PRIS AU PIÈGE (El Bar) réalisé par Álex de la Iglesia, disponible en DVD et Blu-ray le 5 septembre 2017 chez L’Atelier d’Images et Condor Entertainment
Acteurs : Blanca Suarez, Mario Casas, Carmen Machi, Secun de la Rosa, Jaime Ordonez, Terele Pávez, Joaquin Climent, Alejandro Awada…
Scénario : Álex de la Iglesia, Jorge Guerricaechevarría
Photographie : Ángel Amorós
Musique : Carlos Riera, Joan Valent
Durée : 1h42
Date de sortie initiale : 2017
LE FILM
Madrid, 9 heures du matin. Des clients, qui ne se connaissent pas sont dans un bar. L’un d’entre eux sort et se fait tirer dessus, les autres se retrouvent bientôt prisonniers de l’établissement.
Le réalisateur espagnol fou, expert de l’humour noir et grinçant est de retour avec une satire socio-politique. A l’instar de son récent Un jour de chance, chaque protagoniste plongé dans une situation extraordinaire et dans laquelle dépend leur survie, va apparaître sous son vrai visage et dévoiler qui se cache réellement derrière la façade affichée quotidiennement. Comme souvent chez Álex de la Iglesia, la situation sociale est au centre de Pris au piège – El Bar, comédie brutale et cinglante, jubilatoire et décalée.
Avec sa virtuosité coutumière (malgré un espace confiné), un montage alerte et une photographie à couper le souffle, Álex de la Iglesia signe un film ovni très attachant, virulent, émouvant et drôle. Merveilleux directeur d’acteurs, il offre à ses comédiens l’occasion de composer des personnages explosifs, sournois, pathétiques, menteurs, hypocrites et égoïstes que n’auraient pas reniés la comédie italienne, grande source d’inspiration du réalisateur, et qui s’apparentent souvent à des cousins ibériques des mythiques Monstres. A travers une galerie de personnages hétéroclites présentés dans un fabuleux plan-séquence en guise d’ouverture, une jeune femme belle et sexy qui a visiblement réussi dans la vie (Blanca Suárez), un représentant en lingerie fine (Alejandro Awada), un ex-flic (Joaquín Climent), un SDF aux dents gâtées prénommé Israel (sensationnel Jaime Ordóñez, déjà présent dans Les sorcières de Zugarramurdi), deux tenanciers de bar (Secun de la Rosa et la regrettée Terele Pávez), un hipster (Mario Casas), une accro au jeu (Carmen Machi) et d’autres individus de la vie de tous les jours, Álex de la Iglesia dresse le portrait d’une société effrayée qui se dissimule derrière des faux-semblants, qui s’écroulent dès que leurs petites habitudes sont rattrapées par la réalité.

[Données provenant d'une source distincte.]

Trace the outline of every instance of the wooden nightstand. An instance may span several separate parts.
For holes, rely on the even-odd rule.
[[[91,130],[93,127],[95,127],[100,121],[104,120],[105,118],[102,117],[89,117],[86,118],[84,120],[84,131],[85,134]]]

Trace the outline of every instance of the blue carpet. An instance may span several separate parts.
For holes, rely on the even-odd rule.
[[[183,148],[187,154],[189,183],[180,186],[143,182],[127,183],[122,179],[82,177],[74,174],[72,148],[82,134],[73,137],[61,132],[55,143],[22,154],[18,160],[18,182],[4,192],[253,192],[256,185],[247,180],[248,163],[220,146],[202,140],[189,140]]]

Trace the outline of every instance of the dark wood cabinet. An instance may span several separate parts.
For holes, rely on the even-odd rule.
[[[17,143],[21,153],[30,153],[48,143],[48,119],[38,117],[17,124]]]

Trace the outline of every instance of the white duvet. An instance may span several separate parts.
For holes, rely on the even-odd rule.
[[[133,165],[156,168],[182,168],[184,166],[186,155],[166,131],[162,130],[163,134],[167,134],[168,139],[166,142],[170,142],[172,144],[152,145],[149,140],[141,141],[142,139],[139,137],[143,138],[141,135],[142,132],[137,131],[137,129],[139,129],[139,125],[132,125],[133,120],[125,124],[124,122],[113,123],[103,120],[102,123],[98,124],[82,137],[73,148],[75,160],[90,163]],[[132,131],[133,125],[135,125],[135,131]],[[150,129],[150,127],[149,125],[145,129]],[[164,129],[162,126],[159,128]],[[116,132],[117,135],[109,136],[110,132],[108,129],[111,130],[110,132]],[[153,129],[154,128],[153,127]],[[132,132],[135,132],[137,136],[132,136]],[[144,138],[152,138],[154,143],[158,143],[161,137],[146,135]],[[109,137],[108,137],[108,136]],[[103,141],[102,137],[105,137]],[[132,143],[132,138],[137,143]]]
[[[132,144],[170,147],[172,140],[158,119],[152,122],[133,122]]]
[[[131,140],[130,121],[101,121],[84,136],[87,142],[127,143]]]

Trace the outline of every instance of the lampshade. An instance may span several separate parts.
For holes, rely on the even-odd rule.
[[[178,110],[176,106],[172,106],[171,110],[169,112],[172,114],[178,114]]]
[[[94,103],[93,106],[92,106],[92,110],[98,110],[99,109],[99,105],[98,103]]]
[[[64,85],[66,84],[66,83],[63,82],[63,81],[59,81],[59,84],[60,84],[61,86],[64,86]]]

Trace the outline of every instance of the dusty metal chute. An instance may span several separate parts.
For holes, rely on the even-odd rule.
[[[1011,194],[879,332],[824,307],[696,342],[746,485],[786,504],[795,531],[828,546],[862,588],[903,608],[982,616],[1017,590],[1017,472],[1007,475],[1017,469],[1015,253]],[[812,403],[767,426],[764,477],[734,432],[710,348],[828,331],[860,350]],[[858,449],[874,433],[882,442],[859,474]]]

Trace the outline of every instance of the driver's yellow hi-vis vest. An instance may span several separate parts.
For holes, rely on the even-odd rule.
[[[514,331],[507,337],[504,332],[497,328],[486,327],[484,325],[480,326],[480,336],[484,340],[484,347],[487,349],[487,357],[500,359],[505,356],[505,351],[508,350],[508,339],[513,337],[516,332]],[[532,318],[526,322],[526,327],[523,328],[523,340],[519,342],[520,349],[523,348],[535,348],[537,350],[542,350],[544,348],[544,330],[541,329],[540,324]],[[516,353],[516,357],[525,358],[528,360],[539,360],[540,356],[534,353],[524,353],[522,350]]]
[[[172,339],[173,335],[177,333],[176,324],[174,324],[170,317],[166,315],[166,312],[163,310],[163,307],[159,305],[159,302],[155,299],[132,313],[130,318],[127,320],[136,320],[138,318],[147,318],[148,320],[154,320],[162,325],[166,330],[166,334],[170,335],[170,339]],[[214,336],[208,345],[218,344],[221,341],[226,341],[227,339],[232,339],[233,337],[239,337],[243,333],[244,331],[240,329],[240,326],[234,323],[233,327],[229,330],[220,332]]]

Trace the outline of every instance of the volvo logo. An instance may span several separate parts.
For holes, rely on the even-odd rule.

Dans un quartier de Madrid, en début de matinée. Quelques clients, habitués ou non, qui se connaissent de visu ou qui se rencontrent pour la première fois, prennent tranquillement leur café dans un bar. Quand soudain, un homme qui vient de sortir est tué net sous leurs yeux par la balle d’un sniper. Ils réalisent alors qu’ils sont dans sa ligne de mire, se retrouvant de fait prisonniers du bar et en danger de mort. Le compte à rebours est lancé pour trouver le moyen de s’échapper ! Quelques minutes plus tard, un homme imposant, au corps enflé, sort des toilettes en toussant jusqu’à tomber raide mort à leurs pieds. Le petit groupe comprend alors que cet individu a été victime d’une arme bactériologique et qu’ils se trouvent tous confinés dans le bar, à la merci de l’armée, prête à les tuer l’un après l’autre. Pris au piège (d’où le titre français), la tension monte, les non-dits éclatent, certains sont plus facilement pris pour cible à l’instar du hipster qui fait peur en raison de sa barbe…Le réseau ne passe plus et les chaînes d’informations restent muettes. La paranoïa entre en éruption.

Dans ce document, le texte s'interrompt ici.